Aussie mum and daughter identified as Grenfell Tower victims
IT HAS been revealed that the last two victims identified in the Grenfell Tower inferno were an Australian mother and daughter who became trapped in their flat.
AN AUSTRALIAN mother and daughter were two of the victims trapped on the upper floors in London’s catastrophic Grenfell Tower fire which killed 71 people last year.
The bodies of Alexandra Atala, 40, and her mother Victoria King, 71, found inside flat No. 172 on the 20th floor were the last to be identified by Westminster coroner Fiona Wilcox.
Ms King and Ms Atala, who family say were “devoted to one another” were among the victims who followed the advice from council and emergency services to stay put when flames broke out on June 14, 2017.

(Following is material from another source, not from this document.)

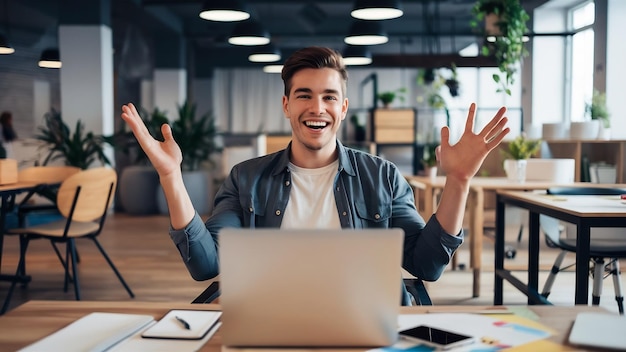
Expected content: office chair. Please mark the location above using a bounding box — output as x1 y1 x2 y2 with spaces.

The upper floor residents of the 24-storey building were told their flats were fire-protected for several hours and they were safe, but smoke soon engulfed the stairwell making a safe exit impossible.
The women, who had been long-term residents of the tower, were found side-by-side having suffered the same fate as their neighbours, Khadija Saye, 24 and her mother Mary Mendy.
Also perishing on the same floor were Farah Hamdan, 31, who was holding her six-month-old baby Leena Belkadi, alongside husband Omar, 32. The couple’s other daughter Malak Belkadi, 8, died later in hospital.
Schoolgirl Jessica Urbano Ramirez, 12, who lived on the same floor as the Australian pair, also died in the fire.
The family of the Australian mother and daughter released the following statement: “We were devastated to hear of our sister, Vicky’s, fate, and that of her daughter, Alexandra, in the Grenfell Tower tragedy.
“Some comfort can come from the knowledge that she and Alexandra were devoted to one another and spent so many mutually supportive years together.
“They died at each other’s side and now they can rest together in peace.
“We will remember them always.”
Two days before the fire, Ms King had celebrated her 71st birthday.
Days after the fire, emergency services personnel found the two women’s remains.
The official cause of Ms King and her daughter’s deaths was ruled as being consistent with the effects of fire.
After fire broke out, the perilous position of Grenfell’s upper-floor residents became obvious as the night wore on.
An independent public inquiry ordered by UK Prime Minister Theresa May is ongoing.
But flammable cladding in a 2016 refurbishment to smarten up the block has been blamed for making the tower a death trap.
More than 200,000 personal possessions have been salvaged from Grenfell Tower’s wreckage.